HEALTH

Bloomfield residents and officials call out Newark over water safety issues

BY Brenda Flanagan, Senior Correspondent |

An overflow crowd that jammed Bloomfield’s Civil Center on Monday looking for answers about the safety of their drinking was offered both a measure of assurance as well as an inconvenient truth.

The township currently buys its water from Newark, where concerns about lead contamination have prompted an order by federal authorities to distribute bottled water. And, unlike the neighboring city, preliminary tap tests here have shown that filters Bloomfield officials issued to residents are working to remove the toxic contaminant. More testing is planned, but there’s no need to distribute water.

But township officials also said they have no say in how their water is treated and very little control over the flow of information from Newark.

“Right now, we don’t have any decision power,” said Mayor Michael Venezia in response to one of the hundred-plus residents attending the forum. “We’re at the mercy of Newark.”

Both residents and officials expressed frustration over the current crisis: The failure of an earlier attempt by Newark to control lead contamination in its Pequannock water system with anti-corrosive chemicals allowed the toxic element to continue to leach from old service lines that run from water mains into thousands of homes in Newark — as well as Bloomfield and three other towns in the system.

Monday night, Bloomfield officials said they had warned the state Department of Environmental Protection and Newark about its corrosion and contaminant problems long before the city finally admitted it last October.

“Our engineer has been very boisterous with the DEP and the EPA for three, four, five years, saying ‘Our numbers are off. It doesn’t seem right. Something coming from Newark, something coming from Newark.’ And we were told, ‘No, no — it’s you guys. Do this, do this. Do this.’”

The township finally installed four devices at interconnections within Bloomfield in 2016 to collect its own data on the anti-contaminant treatment.

“We actually installed sampling taps at those interconnections, because we started to get suspicious of what was going on,” said Township Engineer Paul Lasek. “Then every month I get those results, I’ve been sending them to Newark, saying, ‘Look, you still have a problem. You have to do something about it.’”
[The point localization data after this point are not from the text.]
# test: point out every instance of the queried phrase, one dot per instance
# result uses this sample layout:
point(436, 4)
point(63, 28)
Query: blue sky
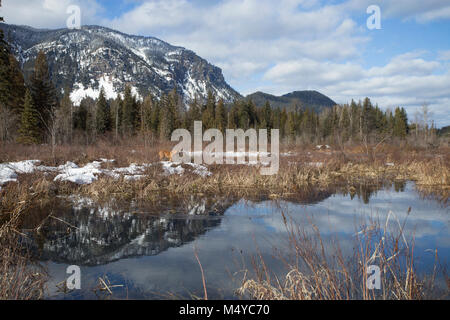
point(278, 46)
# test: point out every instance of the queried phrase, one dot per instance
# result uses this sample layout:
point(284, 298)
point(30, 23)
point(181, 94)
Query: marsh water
point(149, 253)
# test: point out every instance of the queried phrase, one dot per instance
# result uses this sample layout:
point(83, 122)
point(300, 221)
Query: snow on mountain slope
point(87, 59)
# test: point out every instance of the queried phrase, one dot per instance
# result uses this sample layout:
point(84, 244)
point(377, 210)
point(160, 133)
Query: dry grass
point(319, 271)
point(347, 166)
point(20, 277)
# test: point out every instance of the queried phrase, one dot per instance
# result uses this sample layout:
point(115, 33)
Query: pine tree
point(65, 117)
point(209, 111)
point(43, 93)
point(103, 118)
point(17, 85)
point(129, 112)
point(167, 120)
point(221, 116)
point(345, 124)
point(266, 117)
point(29, 131)
point(400, 123)
point(155, 118)
point(146, 117)
point(5, 79)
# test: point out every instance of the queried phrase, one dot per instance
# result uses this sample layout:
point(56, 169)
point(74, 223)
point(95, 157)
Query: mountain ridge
point(86, 59)
point(305, 98)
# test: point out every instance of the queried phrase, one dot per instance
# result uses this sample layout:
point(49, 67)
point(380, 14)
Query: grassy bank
point(21, 278)
point(299, 168)
point(318, 270)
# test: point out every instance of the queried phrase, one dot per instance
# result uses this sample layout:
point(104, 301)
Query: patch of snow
point(85, 175)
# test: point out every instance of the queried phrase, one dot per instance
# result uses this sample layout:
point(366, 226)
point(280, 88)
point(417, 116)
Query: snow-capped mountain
point(103, 235)
point(91, 57)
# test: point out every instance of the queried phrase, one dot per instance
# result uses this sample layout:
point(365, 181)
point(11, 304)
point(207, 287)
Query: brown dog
point(164, 154)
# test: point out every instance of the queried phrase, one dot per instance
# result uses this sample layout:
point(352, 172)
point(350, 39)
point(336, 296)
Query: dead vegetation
point(21, 278)
point(299, 168)
point(317, 269)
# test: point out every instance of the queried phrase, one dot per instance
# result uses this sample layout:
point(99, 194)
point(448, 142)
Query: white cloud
point(47, 13)
point(280, 46)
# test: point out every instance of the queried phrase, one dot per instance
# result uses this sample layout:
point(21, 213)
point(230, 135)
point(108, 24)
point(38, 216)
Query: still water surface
point(151, 254)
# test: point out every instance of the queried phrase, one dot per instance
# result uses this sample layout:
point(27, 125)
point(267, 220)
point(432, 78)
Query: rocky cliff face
point(86, 59)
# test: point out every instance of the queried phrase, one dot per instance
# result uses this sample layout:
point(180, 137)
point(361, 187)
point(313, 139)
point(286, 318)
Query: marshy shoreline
point(158, 185)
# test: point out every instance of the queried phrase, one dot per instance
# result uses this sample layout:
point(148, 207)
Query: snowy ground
point(90, 172)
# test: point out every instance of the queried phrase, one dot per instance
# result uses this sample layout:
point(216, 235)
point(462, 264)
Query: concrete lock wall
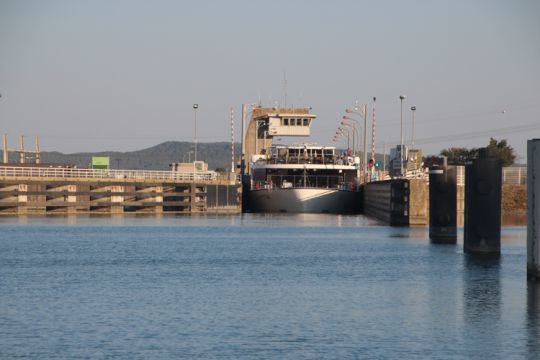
point(398, 202)
point(44, 196)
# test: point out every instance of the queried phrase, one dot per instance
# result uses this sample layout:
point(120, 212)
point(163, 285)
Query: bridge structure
point(57, 190)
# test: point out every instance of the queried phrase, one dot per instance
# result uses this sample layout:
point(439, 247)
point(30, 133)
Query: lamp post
point(345, 122)
point(401, 98)
point(413, 109)
point(195, 107)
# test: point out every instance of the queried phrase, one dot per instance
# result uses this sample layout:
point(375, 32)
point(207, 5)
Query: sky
point(124, 74)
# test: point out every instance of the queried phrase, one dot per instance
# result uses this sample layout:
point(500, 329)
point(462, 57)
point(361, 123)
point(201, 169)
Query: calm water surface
point(257, 286)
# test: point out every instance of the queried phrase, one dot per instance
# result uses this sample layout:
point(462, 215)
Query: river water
point(257, 287)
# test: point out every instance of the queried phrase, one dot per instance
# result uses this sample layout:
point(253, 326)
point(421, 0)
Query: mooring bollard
point(533, 209)
point(442, 205)
point(482, 226)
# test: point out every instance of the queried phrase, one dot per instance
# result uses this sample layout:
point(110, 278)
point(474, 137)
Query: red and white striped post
point(373, 137)
point(232, 140)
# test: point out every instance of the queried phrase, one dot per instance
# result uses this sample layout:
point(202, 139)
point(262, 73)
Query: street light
point(413, 109)
point(345, 122)
point(401, 98)
point(195, 107)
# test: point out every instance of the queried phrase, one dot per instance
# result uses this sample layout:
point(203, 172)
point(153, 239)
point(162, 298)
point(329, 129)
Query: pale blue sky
point(123, 74)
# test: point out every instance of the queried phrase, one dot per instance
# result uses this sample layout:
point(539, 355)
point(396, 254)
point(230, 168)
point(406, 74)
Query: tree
point(501, 150)
point(495, 149)
point(458, 156)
“Those sampling taps were actually a great value to us,” he added, “because they gave us info that obviously we wouldn’t have had any other way.”

Neither Newark nor the DEP responded to a request for comment Tuesday.

Bloomfield pays $3.1M annually for Newark water — and residents expressed concern they have no input into how the system’s run, despite that fact.

Bloomfield officials said the new corrosion treatment that Newark started in May seems to be taking effect.

But ultimately, the township will install a new water-pumping station and switch to a different supplier: the Wanaque Reservoir, which is administered by a different agency.

“When we switch to the Wanaque Reservoir with the North Jersey [District] Water Supply [Commission] — they actually have a true board that’s appointed by the governor and people making decisions,” he said. “We’ll have more of a say with North Jersey, than we will with Newark.”

Meanwhile, township officials — like their counterparts in Belleville and Nutley — are testing filtered tap water for the presence of lead. The five tests Bloomfield initially did all came back within limits.

Township officials also said the unfiltered water is okay to bathe in, if residents run the tap for a minute or so.